Mitnick also explained why the 9 and 1 were in a different font than the rest of the numbers. He told Barstow that the two numbers had to be manually entered into the tax return because of a data transmission error that kept erasing them.
Based on Mitnick's information and other data gathered by Barstow, Craig, Twohey, and reporter Russ Beuttner, Baquet decided that the story had enough weight and substance to be published.
And this happened even though Trump's lawyer, Mr. Marc E. Kasowitz, sensed the situation and sent a letter threatening to sue the Times if it published documents owned by Mr. Trump without permission.
In an interview with the Post, Baquet expressed no regrets about his decision. He said that running for president was an important activity and that voters needed to have access to the tax return information that Trump had long withheld.
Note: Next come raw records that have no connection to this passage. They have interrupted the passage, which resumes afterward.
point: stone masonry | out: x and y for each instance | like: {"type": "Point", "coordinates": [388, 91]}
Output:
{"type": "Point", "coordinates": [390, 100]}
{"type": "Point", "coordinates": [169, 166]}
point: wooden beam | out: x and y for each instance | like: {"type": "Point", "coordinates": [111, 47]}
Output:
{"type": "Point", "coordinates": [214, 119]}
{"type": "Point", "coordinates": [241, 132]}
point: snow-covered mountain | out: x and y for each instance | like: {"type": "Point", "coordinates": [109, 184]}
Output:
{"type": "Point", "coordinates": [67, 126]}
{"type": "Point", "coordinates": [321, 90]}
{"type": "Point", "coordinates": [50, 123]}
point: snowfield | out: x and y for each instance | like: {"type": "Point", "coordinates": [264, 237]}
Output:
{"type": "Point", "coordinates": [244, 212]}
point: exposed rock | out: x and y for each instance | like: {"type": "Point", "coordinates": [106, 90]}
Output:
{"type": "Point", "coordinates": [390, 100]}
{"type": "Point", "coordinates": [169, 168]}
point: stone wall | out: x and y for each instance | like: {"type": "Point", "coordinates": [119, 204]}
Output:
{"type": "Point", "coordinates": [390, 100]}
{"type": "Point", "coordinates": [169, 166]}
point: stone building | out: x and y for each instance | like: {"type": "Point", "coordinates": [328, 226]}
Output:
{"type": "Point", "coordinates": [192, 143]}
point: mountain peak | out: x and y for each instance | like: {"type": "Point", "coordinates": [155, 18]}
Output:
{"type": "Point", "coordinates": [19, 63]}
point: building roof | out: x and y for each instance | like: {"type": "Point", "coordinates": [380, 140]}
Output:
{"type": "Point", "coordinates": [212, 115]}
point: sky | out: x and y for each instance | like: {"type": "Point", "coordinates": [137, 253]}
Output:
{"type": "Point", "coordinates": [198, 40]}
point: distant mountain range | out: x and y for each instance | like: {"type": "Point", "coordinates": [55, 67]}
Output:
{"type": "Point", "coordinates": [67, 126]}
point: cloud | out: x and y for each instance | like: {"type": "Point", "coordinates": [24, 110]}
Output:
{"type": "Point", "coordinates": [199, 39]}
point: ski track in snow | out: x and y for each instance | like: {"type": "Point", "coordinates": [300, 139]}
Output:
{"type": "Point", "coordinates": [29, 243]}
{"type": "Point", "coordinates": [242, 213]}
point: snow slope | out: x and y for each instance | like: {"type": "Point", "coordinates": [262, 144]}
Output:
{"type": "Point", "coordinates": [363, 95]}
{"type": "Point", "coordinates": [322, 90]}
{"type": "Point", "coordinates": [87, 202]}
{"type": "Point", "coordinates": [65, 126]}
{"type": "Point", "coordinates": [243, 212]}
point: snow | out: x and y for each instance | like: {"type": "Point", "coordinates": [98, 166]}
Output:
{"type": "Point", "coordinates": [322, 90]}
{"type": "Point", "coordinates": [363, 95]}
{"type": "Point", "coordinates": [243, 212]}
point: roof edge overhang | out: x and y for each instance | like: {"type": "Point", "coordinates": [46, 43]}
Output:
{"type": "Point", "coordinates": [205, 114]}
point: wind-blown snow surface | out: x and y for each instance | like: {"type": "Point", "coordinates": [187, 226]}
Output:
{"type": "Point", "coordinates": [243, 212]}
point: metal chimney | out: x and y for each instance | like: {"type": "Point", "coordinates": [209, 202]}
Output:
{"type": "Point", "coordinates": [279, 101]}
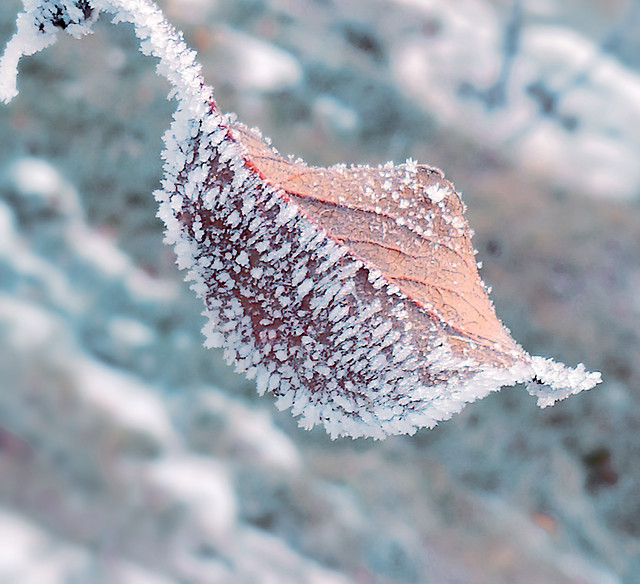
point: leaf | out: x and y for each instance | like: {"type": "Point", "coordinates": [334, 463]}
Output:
{"type": "Point", "coordinates": [351, 293]}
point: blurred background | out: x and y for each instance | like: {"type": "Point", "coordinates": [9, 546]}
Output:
{"type": "Point", "coordinates": [129, 454]}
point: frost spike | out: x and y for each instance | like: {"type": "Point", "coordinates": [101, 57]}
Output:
{"type": "Point", "coordinates": [351, 293]}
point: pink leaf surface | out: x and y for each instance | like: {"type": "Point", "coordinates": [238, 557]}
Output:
{"type": "Point", "coordinates": [351, 293]}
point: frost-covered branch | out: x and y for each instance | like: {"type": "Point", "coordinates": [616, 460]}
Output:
{"type": "Point", "coordinates": [350, 293]}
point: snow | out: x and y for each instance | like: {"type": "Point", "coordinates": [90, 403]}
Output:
{"type": "Point", "coordinates": [293, 525]}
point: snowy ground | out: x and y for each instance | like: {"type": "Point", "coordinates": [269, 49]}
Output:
{"type": "Point", "coordinates": [130, 454]}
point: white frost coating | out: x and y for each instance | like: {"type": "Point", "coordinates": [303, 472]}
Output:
{"type": "Point", "coordinates": [286, 301]}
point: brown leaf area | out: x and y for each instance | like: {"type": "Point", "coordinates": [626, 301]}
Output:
{"type": "Point", "coordinates": [407, 222]}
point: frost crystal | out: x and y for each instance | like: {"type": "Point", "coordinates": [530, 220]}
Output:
{"type": "Point", "coordinates": [351, 293]}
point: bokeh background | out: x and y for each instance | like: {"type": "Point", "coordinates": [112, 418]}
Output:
{"type": "Point", "coordinates": [129, 454]}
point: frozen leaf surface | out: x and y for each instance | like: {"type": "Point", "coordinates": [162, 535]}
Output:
{"type": "Point", "coordinates": [351, 293]}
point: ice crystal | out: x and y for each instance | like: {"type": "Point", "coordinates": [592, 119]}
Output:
{"type": "Point", "coordinates": [351, 293]}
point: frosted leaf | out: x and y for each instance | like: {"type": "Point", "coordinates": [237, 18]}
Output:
{"type": "Point", "coordinates": [351, 293]}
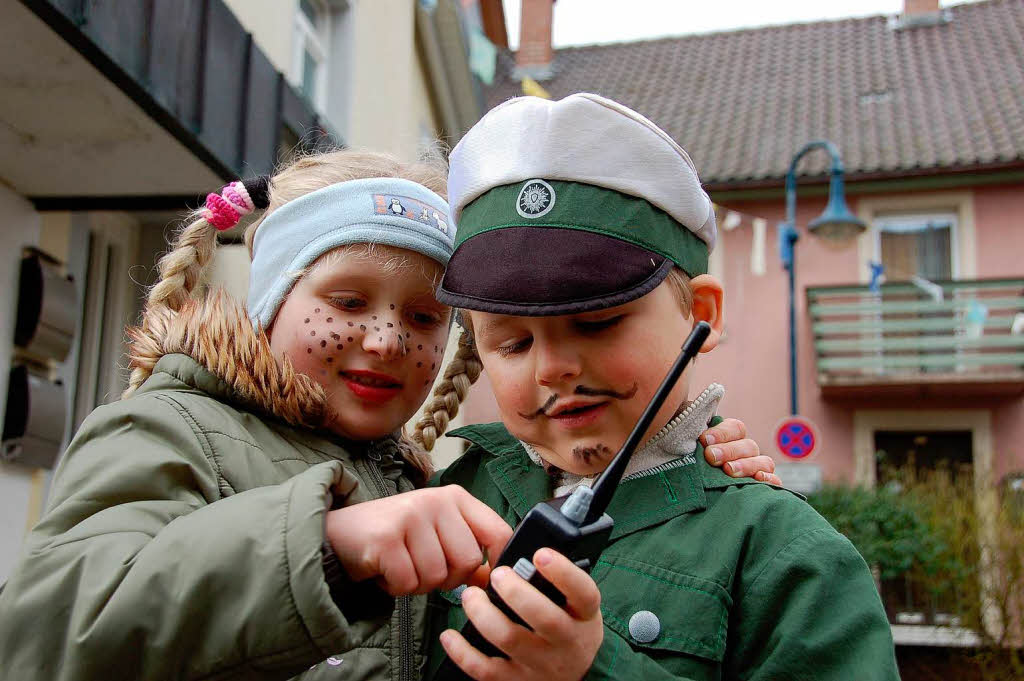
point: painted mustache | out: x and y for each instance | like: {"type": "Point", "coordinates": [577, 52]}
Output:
{"type": "Point", "coordinates": [582, 390]}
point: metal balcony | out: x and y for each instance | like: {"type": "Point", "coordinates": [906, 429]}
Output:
{"type": "Point", "coordinates": [904, 340]}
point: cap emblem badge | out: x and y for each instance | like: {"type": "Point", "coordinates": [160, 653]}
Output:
{"type": "Point", "coordinates": [536, 199]}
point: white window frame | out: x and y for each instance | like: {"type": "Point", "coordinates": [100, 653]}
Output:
{"type": "Point", "coordinates": [315, 39]}
{"type": "Point", "coordinates": [900, 218]}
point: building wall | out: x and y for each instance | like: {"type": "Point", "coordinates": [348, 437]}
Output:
{"type": "Point", "coordinates": [270, 23]}
{"type": "Point", "coordinates": [390, 102]}
{"type": "Point", "coordinates": [19, 485]}
{"type": "Point", "coordinates": [755, 351]}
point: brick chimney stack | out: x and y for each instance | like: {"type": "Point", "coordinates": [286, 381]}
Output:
{"type": "Point", "coordinates": [918, 7]}
{"type": "Point", "coordinates": [535, 55]}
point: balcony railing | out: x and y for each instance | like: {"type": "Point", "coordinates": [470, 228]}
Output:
{"type": "Point", "coordinates": [908, 338]}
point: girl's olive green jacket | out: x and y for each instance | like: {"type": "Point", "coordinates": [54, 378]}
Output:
{"type": "Point", "coordinates": [183, 535]}
{"type": "Point", "coordinates": [706, 577]}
For her part, Craig still doesn’t understand why her trusted source sent her the envelope containing the documents. It’s likely because the source knew she had experience covering Wall Street, having spent a decade at the Wall Street Journal and the Times.
It may also be because she has been relentlessly reporting on Trump’s business career in the Times for the past nine months, including an investigation this summer that found Trump’s businesses had more than twice the debt he had disclosed.
In any case, Craig said she was glad the package arrived. “It was in the mailbox, and I check my mailbox all the time,” she told the Post. “You never know what’s going to be in there.”